Als die Veranstaltung um 19 Uhr beginnt, ist der Raum brechend voll. Vorweg einleitende Worte von Tala Al-Deen, Ensemble-Schauspielerin am Nationaltheater und Moderatorin des heutigen Abends, die von ihrem Anruf bei Alice Hasters wenige Tage zuvor erzählt. Gemeinsam haben die beiden in diesem Telefonat entschieden, vom klassischen Format einer Lesung abzuweichen und sich stattdessen auf die Mannheimer Rassismus-Debatte zu beziehen. Als sie im Anschluss noch einige Gedanken vorliest, die sie in Vorbereitung auf diesen Abend niedergeschrieben hat, erhält Al-Deen vehementen Applaus.

„Eine kolonialrassistische Leuchtreklame tötet niemanden. Aber sie zu entfernen – tut es auch nicht.“
– Tala Al-Deen

Auch Alice Hasters positioniert sich gleich eingangs zu der Sarotti-Debatte und zur Situation, in der sie selbst sich findet, in diesen Raum eingeladen zu sein. Mit ruhigen klaren Worten bezieht sie Stellung und sagt, sie wolle „nicht als Feigenblatt dienen“, hinter dem man den Stein des Anstoßes verbirgt. Keine Alibiveranstaltung ohne Konsequenz à la „man redet kurz drüber, und dann bleibt trotzdem alles wie vorher.“ Dann liest sie aus ihrem Buch eine kurze Passage über die bereits oben erwähnte rassistische Spardose der Café-Besitzerin und die Frage, ob man in so einer Situation höflich lächeln kann oder diesen weiteren „Mückenstich“ ansprechen soll. Alice Hasters hat sich fürs Ansprechen entschieden – in der beschriebenen Situation und in vielen weiteren, so auch an diesem Abend.

„Das Wort ‘Rassismus’ wirkt wie eine Gießkanne voller Scham, ausgekippt über die Benannten. Weil die Scham so groß ist, geht es im Anschluss selten um den Rassismus an sich, sondern darum, dass ich jemandem Rassismus unterstelle.“
– Alice Hasters in ihrem Buch

Mit Tala Al-Deen spricht die Autorin über die Definition von Rassismus, darüber wie rassistische Vorstellungen und Wahrnehmungsmuster in unserer Kultur transportiert werden, sich von Kindheit an in unseren Köpfen festsetzen und welche Rolle dabei Objekte wie die Sarotti-Leuchtreklame spielen.

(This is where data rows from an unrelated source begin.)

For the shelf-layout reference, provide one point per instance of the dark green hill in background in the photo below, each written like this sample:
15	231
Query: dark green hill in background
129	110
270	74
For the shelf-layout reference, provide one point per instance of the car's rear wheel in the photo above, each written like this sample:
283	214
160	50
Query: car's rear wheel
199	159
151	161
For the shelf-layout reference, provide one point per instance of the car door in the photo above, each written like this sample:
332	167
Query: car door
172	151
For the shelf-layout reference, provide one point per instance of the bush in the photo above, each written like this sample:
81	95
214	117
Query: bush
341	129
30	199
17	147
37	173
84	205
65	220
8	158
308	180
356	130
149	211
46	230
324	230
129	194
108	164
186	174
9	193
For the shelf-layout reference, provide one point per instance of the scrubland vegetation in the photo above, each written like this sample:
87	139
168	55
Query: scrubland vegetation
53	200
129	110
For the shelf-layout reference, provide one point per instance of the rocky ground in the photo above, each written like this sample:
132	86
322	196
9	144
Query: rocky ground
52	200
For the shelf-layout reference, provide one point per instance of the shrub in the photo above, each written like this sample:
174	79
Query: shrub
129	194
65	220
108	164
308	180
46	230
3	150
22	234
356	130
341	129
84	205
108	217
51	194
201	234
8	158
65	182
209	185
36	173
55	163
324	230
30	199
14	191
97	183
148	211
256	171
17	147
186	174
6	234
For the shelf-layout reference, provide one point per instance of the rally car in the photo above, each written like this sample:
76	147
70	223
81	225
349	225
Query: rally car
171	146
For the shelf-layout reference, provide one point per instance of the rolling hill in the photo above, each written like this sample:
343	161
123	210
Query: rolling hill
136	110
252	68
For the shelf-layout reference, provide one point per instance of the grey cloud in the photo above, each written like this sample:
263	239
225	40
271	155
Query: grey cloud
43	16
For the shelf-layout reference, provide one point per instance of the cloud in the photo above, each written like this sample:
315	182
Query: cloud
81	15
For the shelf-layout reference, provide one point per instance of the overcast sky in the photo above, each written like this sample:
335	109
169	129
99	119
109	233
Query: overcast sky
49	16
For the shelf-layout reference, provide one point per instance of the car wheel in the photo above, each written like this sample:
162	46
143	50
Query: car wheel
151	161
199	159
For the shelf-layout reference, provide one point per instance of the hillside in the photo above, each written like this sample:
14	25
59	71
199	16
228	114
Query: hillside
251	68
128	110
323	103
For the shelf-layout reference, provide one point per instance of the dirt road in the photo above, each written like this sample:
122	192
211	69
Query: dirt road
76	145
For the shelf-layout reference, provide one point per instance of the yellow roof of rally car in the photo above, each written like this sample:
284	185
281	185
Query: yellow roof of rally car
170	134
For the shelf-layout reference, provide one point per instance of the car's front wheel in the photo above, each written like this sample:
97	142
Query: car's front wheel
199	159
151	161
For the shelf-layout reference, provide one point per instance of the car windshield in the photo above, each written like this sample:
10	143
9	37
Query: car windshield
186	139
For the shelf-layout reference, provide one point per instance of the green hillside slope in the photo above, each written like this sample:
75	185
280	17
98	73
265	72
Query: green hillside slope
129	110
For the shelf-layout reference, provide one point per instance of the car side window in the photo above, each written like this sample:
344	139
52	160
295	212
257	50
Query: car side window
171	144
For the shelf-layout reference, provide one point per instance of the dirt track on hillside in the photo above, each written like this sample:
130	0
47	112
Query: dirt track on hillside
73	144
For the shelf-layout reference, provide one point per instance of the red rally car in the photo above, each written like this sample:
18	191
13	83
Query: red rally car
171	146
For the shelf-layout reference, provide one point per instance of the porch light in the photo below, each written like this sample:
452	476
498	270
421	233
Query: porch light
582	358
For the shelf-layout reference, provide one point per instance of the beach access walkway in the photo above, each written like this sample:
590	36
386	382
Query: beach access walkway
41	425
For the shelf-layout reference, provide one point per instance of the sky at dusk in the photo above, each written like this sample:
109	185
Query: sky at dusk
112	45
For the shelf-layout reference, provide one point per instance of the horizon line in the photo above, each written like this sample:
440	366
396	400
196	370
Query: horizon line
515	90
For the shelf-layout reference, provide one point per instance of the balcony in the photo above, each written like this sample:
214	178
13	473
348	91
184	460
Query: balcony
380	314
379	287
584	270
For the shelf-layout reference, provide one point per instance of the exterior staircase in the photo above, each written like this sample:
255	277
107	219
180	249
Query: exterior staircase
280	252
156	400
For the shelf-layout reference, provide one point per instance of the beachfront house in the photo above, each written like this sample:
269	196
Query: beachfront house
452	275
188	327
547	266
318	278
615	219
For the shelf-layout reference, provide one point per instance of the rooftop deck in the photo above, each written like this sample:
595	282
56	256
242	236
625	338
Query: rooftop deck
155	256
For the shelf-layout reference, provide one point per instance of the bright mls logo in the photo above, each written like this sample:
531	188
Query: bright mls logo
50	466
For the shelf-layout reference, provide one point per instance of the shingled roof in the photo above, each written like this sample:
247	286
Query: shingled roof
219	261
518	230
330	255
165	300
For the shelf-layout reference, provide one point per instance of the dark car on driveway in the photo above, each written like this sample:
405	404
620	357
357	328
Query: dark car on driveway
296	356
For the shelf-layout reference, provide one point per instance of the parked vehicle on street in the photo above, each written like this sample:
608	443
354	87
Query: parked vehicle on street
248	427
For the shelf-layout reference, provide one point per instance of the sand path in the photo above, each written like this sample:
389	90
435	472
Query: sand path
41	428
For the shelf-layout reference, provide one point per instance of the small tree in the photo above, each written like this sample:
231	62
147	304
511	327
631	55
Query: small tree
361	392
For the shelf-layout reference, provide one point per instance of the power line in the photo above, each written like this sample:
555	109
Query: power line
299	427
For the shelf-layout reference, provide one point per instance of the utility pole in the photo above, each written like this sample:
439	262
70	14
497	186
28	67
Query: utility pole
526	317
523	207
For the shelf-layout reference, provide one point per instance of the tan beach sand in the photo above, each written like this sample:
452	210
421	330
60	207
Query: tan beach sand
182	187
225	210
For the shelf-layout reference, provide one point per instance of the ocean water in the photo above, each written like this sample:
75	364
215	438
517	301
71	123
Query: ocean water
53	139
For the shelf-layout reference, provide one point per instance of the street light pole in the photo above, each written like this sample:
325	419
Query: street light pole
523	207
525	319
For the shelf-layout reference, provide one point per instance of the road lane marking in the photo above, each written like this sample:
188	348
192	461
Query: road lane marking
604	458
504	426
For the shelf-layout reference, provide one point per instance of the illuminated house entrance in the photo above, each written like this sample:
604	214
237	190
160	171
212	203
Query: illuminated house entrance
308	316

Danach hat das Publikum die Gelegenheit sich zu äußern und Fragen zu stellen. Der erste Beitrag kommt von einer der Verfasser*innen des offenen Briefs im Mai 2019, die sich nochmals vehement dafür ausspricht, dass die Reklame abgenommen wird. Dieser Haltung schließen sich die weiteren Diskutant*innen aus dem Publikum an.
Nur einer der Redner*innen spricht sich für den Plan des Capitols aus, die Reklame als Mahnmal „gegen das Vergessen“ an Ort und Stelle zu lassen. Das sei doch gerade wichtig, wenn heutzutage so wenig Wissen über die deutsche Kolonialgeschichte bestehe. Alice Hasters antwortet freundlich aber bestimmt, dass die Reklame durchaus so eine Funktion erfüllen könne, eingebettet in einen Kontext des Erinnerns in einem Museum oder ähnlichen Institutionen. Aber nicht in einer Bar, in der Menschen in entspannter Atmosphäre zusammenkommen wollen um etwas zu trinken oder einer Kulturveranstaltung beizuwohnen.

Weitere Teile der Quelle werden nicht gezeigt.